Lacan veillera donc à spécifier ce qu’il faut introduire pour rendre correctement compte du Pari. Et il va ramasser les deux carrés du dessus en un seul carré qu’il va inscrire à gauche au-dessus et les deux carrés du bas en un seul carré à droite ; en distinguant par ailleurs celui qui, dans le Pari, » parie pour » et celui qui au contraire » parie contre « . Nous obtenons ensuite ceci :
Que l’on peut expliciter comme suit :
– le carré supérieur gauche : il s’agit de celui qui » parie pour » l’existence de Dieu et qui la rencontre effectivement, donc qui est gagnant ; ce qu’il mise, c’est petit a, il obtient l’infini, des vies heureuses ; mais l’infini comprenant d’office celle qu’il a engagée, sa mise est réduite à zéro. D’où » 0. + ƒ » ;
– le carré supérieur droit : c’est celui qui » parie contre » l’existence de Dieu mais qui néanmoins rencontre effectivement l’existence de Dieu ; lui effectivement mise le petit a, sa vie, mais il perd son pari, et il obtient l’enfer, donc moins l’infini, moins l’infini des vies heureuses. D’où » a. – ƒ » ;
– le carré inférieur droit : le sujet » parie contre » l’existence de Dieu alors que celui-ci n’existe pas ; il ne joue donc pas, il ne se met pas à la table du jeu ; il ne lâche pas ce qu’il a ! il garde donc petit a, et étant donné qu’il n’y a pas d’existence de Dieu, il n’obtient pas l’infinité des vies heureuses, donc, il n’obtient rien, il obtient zéro en réponse. D’où » a. 0 » ;
– le carré inférieur gauche : là, le sujet » parie pour » l’existence de Dieu, mais Dieu n’existe pas ; il est entièrement perdant, il obtient zéro mais il est le perdant du pari et ce qu’il a engagé est marqué d’un signe négatif, moins a. D’où » – a. 0 « . Ce sera celui que Lacan appellera le » pépère « , celui qui consent à lâcher l’objet pour rien.

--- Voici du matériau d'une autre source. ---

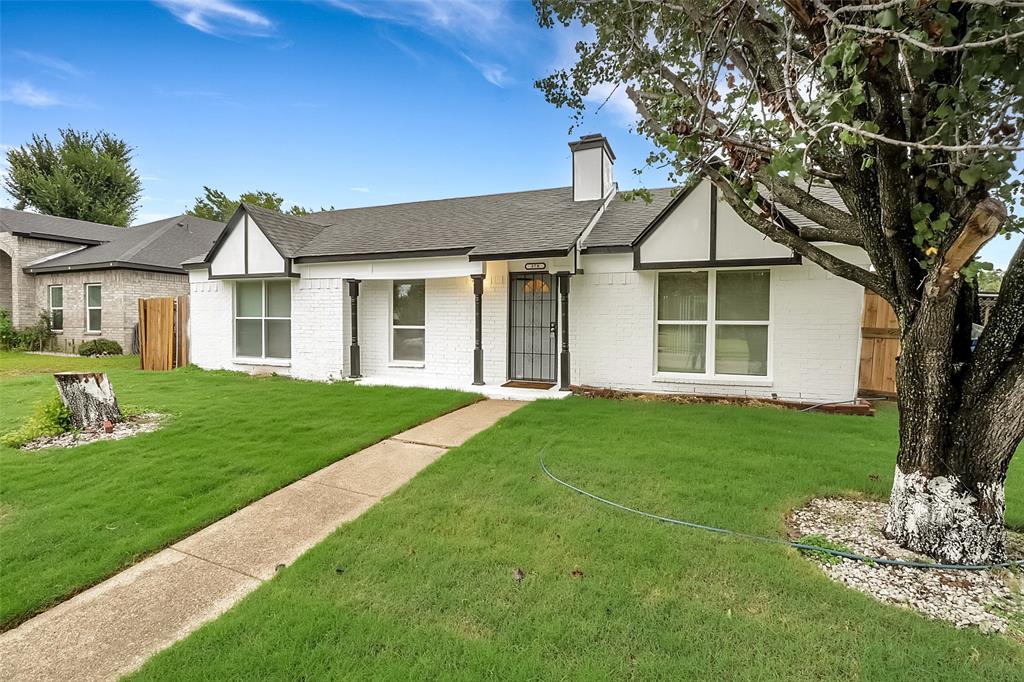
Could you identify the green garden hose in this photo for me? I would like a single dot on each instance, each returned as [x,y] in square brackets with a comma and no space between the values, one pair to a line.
[775,541]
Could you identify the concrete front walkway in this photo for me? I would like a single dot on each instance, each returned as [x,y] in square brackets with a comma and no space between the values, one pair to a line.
[114,628]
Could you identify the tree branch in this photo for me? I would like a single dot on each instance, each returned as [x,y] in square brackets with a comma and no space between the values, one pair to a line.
[837,225]
[777,233]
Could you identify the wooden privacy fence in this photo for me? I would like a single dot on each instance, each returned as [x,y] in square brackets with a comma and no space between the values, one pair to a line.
[879,348]
[163,332]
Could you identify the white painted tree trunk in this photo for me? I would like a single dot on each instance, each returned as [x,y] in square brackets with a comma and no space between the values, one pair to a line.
[939,517]
[89,397]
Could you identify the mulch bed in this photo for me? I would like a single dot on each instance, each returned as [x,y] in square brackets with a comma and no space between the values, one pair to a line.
[859,407]
[991,600]
[133,425]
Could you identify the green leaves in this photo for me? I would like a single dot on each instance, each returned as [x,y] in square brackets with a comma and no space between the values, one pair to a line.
[87,176]
[215,205]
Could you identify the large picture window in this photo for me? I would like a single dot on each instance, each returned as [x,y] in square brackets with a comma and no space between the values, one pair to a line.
[409,318]
[714,323]
[263,318]
[56,307]
[93,307]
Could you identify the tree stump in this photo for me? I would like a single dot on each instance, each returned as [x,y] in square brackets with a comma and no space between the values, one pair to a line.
[89,397]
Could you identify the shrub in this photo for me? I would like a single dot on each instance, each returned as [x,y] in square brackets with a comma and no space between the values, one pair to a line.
[9,338]
[50,418]
[39,336]
[100,347]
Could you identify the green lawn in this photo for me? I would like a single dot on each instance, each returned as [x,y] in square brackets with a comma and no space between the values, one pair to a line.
[422,587]
[70,518]
[17,365]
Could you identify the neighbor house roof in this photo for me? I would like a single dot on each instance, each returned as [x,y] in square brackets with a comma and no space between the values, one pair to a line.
[518,223]
[50,227]
[160,246]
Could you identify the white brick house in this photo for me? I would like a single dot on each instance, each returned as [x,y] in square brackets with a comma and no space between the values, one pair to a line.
[550,288]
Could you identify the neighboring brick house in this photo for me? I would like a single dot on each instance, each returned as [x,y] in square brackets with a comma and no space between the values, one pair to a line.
[87,276]
[549,288]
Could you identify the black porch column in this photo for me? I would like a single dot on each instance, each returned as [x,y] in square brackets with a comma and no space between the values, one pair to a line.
[353,349]
[563,358]
[478,348]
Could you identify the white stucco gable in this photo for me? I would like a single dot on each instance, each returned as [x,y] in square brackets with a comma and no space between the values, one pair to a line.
[245,250]
[699,229]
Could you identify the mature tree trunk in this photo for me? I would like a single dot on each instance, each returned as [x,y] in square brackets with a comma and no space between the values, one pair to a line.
[955,441]
[89,397]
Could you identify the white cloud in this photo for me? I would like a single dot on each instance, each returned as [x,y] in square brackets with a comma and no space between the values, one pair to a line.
[219,17]
[468,27]
[604,96]
[51,62]
[480,20]
[612,98]
[27,94]
[495,74]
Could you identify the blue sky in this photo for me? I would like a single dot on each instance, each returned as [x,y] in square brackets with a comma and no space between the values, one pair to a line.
[343,102]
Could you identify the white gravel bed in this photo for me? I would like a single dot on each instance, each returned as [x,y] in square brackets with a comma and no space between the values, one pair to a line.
[132,425]
[991,600]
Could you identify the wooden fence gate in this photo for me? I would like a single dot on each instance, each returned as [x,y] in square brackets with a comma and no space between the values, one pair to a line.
[879,348]
[163,332]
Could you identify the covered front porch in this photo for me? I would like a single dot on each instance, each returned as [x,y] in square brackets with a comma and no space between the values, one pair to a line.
[495,327]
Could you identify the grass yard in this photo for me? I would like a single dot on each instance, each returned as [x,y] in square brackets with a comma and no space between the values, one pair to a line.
[19,365]
[70,518]
[423,587]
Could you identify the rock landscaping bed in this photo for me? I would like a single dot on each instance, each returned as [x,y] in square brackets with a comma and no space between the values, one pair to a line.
[133,425]
[991,600]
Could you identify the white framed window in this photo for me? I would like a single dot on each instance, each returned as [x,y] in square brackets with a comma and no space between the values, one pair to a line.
[93,307]
[263,318]
[409,321]
[714,323]
[55,299]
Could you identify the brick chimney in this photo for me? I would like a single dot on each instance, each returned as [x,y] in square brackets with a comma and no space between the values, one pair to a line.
[592,163]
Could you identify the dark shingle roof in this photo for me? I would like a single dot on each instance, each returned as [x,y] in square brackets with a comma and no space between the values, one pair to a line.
[624,220]
[288,232]
[541,220]
[157,246]
[54,228]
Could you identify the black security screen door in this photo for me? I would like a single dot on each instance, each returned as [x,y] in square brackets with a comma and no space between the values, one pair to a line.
[532,327]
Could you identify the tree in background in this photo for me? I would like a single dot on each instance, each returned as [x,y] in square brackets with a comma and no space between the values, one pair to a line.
[87,176]
[989,281]
[215,205]
[912,110]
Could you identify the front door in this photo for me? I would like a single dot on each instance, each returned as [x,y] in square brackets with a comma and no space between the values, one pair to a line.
[532,327]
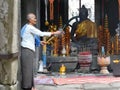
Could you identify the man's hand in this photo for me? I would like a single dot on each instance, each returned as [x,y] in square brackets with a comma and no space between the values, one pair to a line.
[43,42]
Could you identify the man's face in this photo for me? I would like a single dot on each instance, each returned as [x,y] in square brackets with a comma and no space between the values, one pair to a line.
[33,19]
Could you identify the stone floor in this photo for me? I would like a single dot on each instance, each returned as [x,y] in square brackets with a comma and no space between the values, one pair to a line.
[85,86]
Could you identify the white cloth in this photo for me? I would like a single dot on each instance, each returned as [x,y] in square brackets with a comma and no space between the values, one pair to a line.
[27,35]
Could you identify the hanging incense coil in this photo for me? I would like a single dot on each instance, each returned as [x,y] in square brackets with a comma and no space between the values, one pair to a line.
[55,45]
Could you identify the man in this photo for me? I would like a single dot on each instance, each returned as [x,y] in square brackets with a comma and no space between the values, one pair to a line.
[28,33]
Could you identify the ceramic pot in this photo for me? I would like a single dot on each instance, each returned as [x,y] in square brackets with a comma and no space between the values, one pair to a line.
[103,62]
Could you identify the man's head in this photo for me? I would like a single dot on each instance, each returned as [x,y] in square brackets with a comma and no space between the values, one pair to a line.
[83,13]
[31,19]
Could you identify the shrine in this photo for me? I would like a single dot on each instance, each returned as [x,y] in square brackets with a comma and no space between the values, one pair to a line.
[94,33]
[89,43]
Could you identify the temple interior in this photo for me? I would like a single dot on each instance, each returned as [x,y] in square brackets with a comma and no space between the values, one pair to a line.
[90,38]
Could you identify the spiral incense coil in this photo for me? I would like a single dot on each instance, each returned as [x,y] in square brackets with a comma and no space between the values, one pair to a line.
[108,45]
[51,9]
[55,45]
[50,39]
[63,40]
[112,48]
[117,42]
[67,36]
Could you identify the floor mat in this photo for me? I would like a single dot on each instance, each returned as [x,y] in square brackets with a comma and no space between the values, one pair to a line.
[76,80]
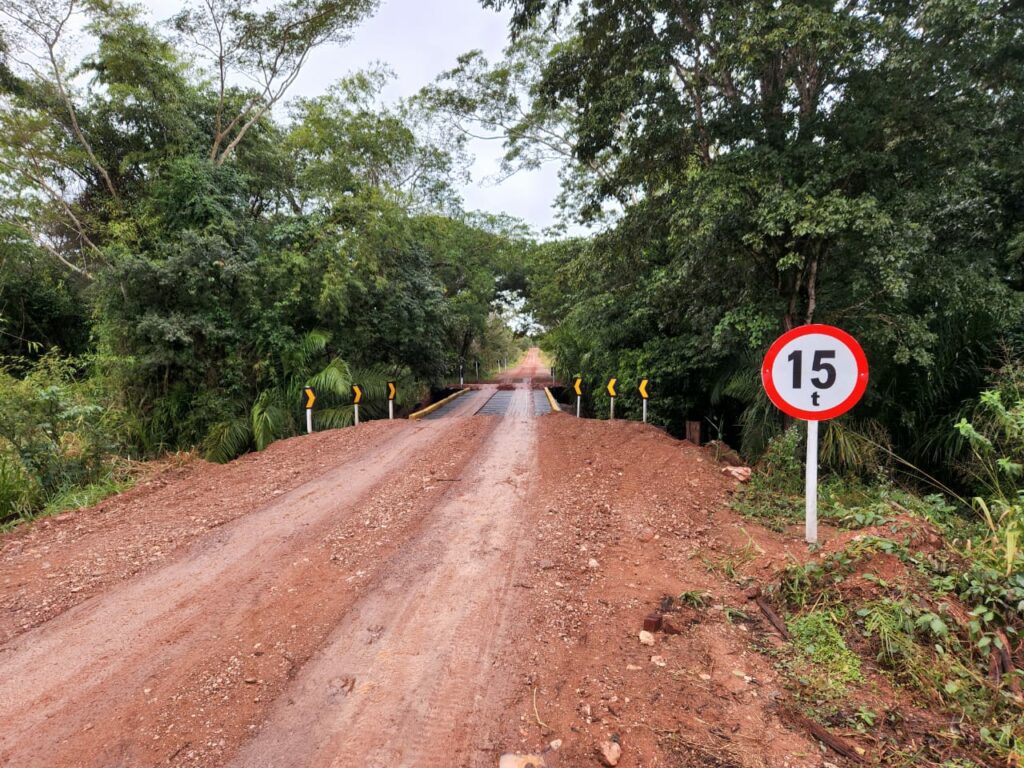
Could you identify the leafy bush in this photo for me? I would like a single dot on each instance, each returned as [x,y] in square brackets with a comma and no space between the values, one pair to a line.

Ceci amènera Lacan à faire se redéployer les nouveaux carrés qu’il a introduits – selon un système qui sera d’ailleurs analogue à ce qu’il fera dans le schéma de la sexuation8 – ; il remet les nouvelles notations dans un carré à quatre éléments : dans le carré supérieur gauche, petit a ; moins petit a dans le carré inférieur gauche ; moins l’infini dans le carré supérieur droit ; zéro dans le carré inférieur droit. Soit que l’on y retrouve déployé ce qui était » oublié » dans la matrice induite par la formulation de Pascal.

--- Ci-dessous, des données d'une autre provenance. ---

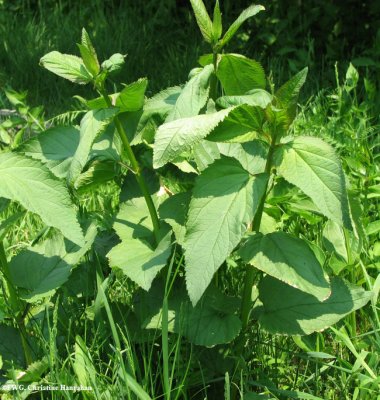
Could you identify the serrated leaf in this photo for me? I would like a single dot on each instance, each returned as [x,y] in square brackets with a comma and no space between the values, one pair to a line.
[136,255]
[246,14]
[177,136]
[30,183]
[256,97]
[217,23]
[39,270]
[66,66]
[287,310]
[193,96]
[224,201]
[132,97]
[239,74]
[55,147]
[92,124]
[205,153]
[203,19]
[312,165]
[243,124]
[114,64]
[287,259]
[251,155]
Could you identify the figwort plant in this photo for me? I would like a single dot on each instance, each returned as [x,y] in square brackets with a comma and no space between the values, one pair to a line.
[229,140]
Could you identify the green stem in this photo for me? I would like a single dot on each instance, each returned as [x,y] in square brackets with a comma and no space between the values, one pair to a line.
[214,79]
[165,330]
[15,305]
[136,170]
[250,270]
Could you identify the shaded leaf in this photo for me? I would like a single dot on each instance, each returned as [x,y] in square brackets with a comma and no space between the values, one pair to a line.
[203,19]
[312,165]
[211,322]
[177,136]
[39,270]
[66,66]
[287,259]
[92,124]
[224,200]
[136,255]
[55,147]
[289,311]
[31,184]
[256,97]
[239,74]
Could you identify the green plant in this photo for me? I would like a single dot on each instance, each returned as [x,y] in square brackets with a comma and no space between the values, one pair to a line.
[199,174]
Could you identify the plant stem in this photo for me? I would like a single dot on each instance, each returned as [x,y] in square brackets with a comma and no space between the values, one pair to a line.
[15,305]
[136,169]
[250,270]
[214,79]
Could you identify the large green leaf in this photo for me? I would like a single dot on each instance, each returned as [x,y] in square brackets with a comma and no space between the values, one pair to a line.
[66,66]
[55,147]
[211,322]
[136,255]
[247,13]
[180,135]
[92,124]
[287,310]
[312,165]
[224,200]
[287,95]
[39,270]
[31,184]
[287,259]
[243,124]
[130,99]
[251,155]
[193,96]
[205,153]
[203,19]
[239,74]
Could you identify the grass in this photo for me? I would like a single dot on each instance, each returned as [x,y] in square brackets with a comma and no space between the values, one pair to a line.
[94,340]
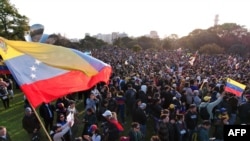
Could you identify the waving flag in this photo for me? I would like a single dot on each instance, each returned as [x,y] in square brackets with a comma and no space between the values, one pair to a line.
[46,72]
[234,87]
[3,68]
[192,59]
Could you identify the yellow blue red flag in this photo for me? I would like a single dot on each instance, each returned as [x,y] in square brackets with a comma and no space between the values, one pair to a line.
[234,87]
[46,72]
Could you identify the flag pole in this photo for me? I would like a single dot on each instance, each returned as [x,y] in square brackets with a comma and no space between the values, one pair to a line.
[38,117]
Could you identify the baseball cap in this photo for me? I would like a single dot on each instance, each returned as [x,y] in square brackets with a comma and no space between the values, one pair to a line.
[143,105]
[107,113]
[207,98]
[28,109]
[92,128]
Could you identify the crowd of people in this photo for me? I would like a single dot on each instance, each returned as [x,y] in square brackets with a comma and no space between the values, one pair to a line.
[160,86]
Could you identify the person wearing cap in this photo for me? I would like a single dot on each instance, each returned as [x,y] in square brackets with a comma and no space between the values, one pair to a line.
[88,119]
[94,134]
[211,105]
[30,123]
[203,131]
[110,128]
[141,117]
[57,133]
[244,110]
[134,133]
[4,135]
[191,119]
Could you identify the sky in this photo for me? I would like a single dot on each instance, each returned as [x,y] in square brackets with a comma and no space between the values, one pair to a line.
[74,18]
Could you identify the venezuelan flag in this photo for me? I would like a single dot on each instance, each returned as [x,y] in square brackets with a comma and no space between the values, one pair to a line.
[234,87]
[46,72]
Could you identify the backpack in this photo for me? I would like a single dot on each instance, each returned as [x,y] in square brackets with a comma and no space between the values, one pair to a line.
[204,113]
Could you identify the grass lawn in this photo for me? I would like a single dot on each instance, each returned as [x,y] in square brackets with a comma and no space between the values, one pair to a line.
[12,119]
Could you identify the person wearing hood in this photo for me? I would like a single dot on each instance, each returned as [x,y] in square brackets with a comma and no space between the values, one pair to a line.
[211,105]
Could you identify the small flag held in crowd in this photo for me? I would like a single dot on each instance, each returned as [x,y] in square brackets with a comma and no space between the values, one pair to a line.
[234,87]
[192,59]
[46,72]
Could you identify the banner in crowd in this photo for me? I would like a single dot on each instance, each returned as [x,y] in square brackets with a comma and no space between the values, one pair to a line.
[46,72]
[234,87]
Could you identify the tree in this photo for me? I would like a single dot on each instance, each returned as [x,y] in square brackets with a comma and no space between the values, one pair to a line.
[91,42]
[211,49]
[13,25]
[137,48]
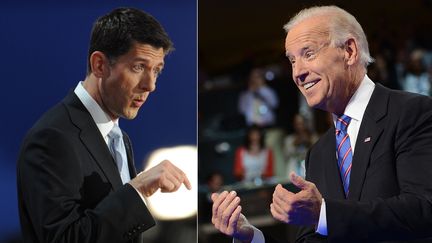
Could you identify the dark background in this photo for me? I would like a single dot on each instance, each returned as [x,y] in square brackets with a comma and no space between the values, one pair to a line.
[43,52]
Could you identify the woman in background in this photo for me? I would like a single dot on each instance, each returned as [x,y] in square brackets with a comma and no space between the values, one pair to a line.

Ce que Lacan nous montre dès lors dans ce Pari de Pascal, c’est comment ce dernier » essayait de nous flouer « . En effet, l’auteur des Pensées nous floue sur la perte.
» Dans la religion chrétienne, le croyant paraît échanger un objet égal à 0 avec une jouissance infinie promise dans l’Autre. Mais la renonciation dont il s’agit est, à double titre une forfaiture : il renonce pour jouir infiniment de l’Autre et c’est à l’aune de cette jouissance infinie qu’il engage son existence ; un Autre de l’Autre la garantit. En réalité il sait que cela ne lui coûte rien et qu’il ne renonce pas à l’objet comme s’il feignait de perdre a pour mieux jouir de l’Autre par l’intermédiaire de a. « 9
Une autre manière de le dire, c’est que Pascal nous floue sur la dimension de l’acte en jeu dans le Pari : il nous préconise un pari, et en ce sens il valorise l’acte, mais de le déduire d’une combinatoire – dont d’ailleurs il gomme le sujet – il en élude la dimension spécifique d’acte, soit la perte que celui-ci inclut.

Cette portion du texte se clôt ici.